When no lactose is present, a protein called the lac repressor is bound to the operator and the state of the lac operon is “off”. (See following figure.) The gene for the lac repressor is a constitutive gene: It is always expressed because it is the recipe for an essential protein. On the other hand, a regulated gene is expressed selectively. The lac repressor has a second, allosteric, binding site. When lactose is present, an isomer of lactose binds to the allosteric site of the repressor, which causes it to change its form and unbind from the operator. The lac operon is now in the “on” state. This form of regulation is called induction: Lactose is said to be the inducer of the lac operon and acts through the allosteric site of the lac repressor. Transcription now occurs, but slowly, because some glucose still may be present. But are the proteins mapped by the lac-digesting genes needed? In other words, is glucose very lacking?
The answer to that question and the second part of this process depends on the presence of glucose and is regulated by a second DNA-binding protein, CAP (catabolite activator protein). CAP is also an allosteric protein with one DNA-binding site and one allosteric site which binds to cyclic AMP (cAMP). CAP is only active when it is bound to cAMP. You guessed it, cAMP levels are high when glucose levels are low.5)If we go one step back, we see that glucose binds to an allosteric site on the enzyme adenylate cyclase, which makes cAMP from ATP, and disables it. So glucose binds to adenylate cyclase, which makes cAMP, which binds to CAP, which binds to the promoter to promote transcription of the genes. “Head bone’s connected to the neck bone…” In that case, cAMP-CAP binds to the promoter and enhances transcription of the genes. So lactose can be considered the “on-off” switch for transcription of genes for lactose-digestion and cAMP-CAP, the “volume control”.
Regulation of eukaryotic cells
In eukaryotic cells, transcription occurs inside the nucleus and translation outside, so mRNA has to be shuttled across the nuclear membrane in between the two processes. Regulation in eukaryotic cells therefore may take place inside or outside the nucleus or at any step in the expression pathway, including control of access to the gene in the DNA, control of transcription, pre-mRNA processing, mRNA lifetime, translation and even final-protein modification.
Inside the nucleus, histones, around which chromatin is wound to make nucleosomes, can wind or unwind to change spacing of the nucleosomes and thereby allow or deny access to genes.

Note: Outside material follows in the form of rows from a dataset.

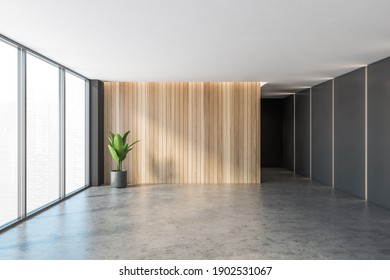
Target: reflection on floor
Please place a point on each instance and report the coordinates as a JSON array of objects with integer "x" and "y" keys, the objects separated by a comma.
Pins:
[{"x": 286, "y": 217}]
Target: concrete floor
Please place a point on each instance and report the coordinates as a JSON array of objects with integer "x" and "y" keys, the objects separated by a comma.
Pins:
[{"x": 287, "y": 217}]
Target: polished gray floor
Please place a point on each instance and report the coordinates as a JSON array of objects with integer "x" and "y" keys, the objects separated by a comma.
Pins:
[{"x": 286, "y": 217}]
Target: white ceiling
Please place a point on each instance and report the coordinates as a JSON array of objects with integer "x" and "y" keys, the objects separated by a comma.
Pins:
[{"x": 290, "y": 44}]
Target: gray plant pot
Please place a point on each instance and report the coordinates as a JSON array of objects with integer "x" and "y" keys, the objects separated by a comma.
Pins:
[{"x": 118, "y": 179}]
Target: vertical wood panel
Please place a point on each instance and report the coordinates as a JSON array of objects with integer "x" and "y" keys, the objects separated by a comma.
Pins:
[{"x": 190, "y": 132}]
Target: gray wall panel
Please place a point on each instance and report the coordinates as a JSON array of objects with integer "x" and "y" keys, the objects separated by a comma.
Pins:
[
  {"x": 271, "y": 132},
  {"x": 288, "y": 132},
  {"x": 302, "y": 133},
  {"x": 322, "y": 133},
  {"x": 379, "y": 132},
  {"x": 349, "y": 137}
]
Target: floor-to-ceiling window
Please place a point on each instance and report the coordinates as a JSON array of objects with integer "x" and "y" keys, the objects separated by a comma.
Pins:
[
  {"x": 43, "y": 132},
  {"x": 8, "y": 133},
  {"x": 42, "y": 141},
  {"x": 75, "y": 135}
]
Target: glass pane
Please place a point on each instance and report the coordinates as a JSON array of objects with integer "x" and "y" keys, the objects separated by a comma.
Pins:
[
  {"x": 8, "y": 133},
  {"x": 74, "y": 133},
  {"x": 42, "y": 132}
]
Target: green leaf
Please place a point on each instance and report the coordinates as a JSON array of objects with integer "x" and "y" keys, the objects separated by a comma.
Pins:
[
  {"x": 114, "y": 155},
  {"x": 118, "y": 144}
]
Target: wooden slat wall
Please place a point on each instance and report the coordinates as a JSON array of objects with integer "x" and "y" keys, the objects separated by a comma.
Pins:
[{"x": 190, "y": 132}]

This process is called epigenetic regulation.6)Look out, epigenetic regulation is used for somewhat different notions, too, and they are not all necessarily so. Since histones are positively charged and DNA, negatively, modifying the charge by adding chemical “tags” to either modifies the configuration of the DNA.
Transcription in eukaryotic cells is controlled by transcription factors (TFs), regulatory proteins which may bind to a number of different sites on the DNA to either promote or inhibit transcription. RNA polymerase can only bind to a transcription-factor complex in eukaryotic cells, so transaction factors are essential for transcription. Such sites exist near the promoter as well as at points far away from them. The promoter is recognized by its beginning, the TATA box, which contains the seven-nucleotide sequence TATAAAA. Selective promotion or inhibition at combinations of these sites can bring about tissue-specific gene expression. General transcription factors affect any gene in all cells; regulatory transcription factors affect specific genes according to the cell. In addition, environmental changes may bring about different gene expression according to current, perhaps temporary needs.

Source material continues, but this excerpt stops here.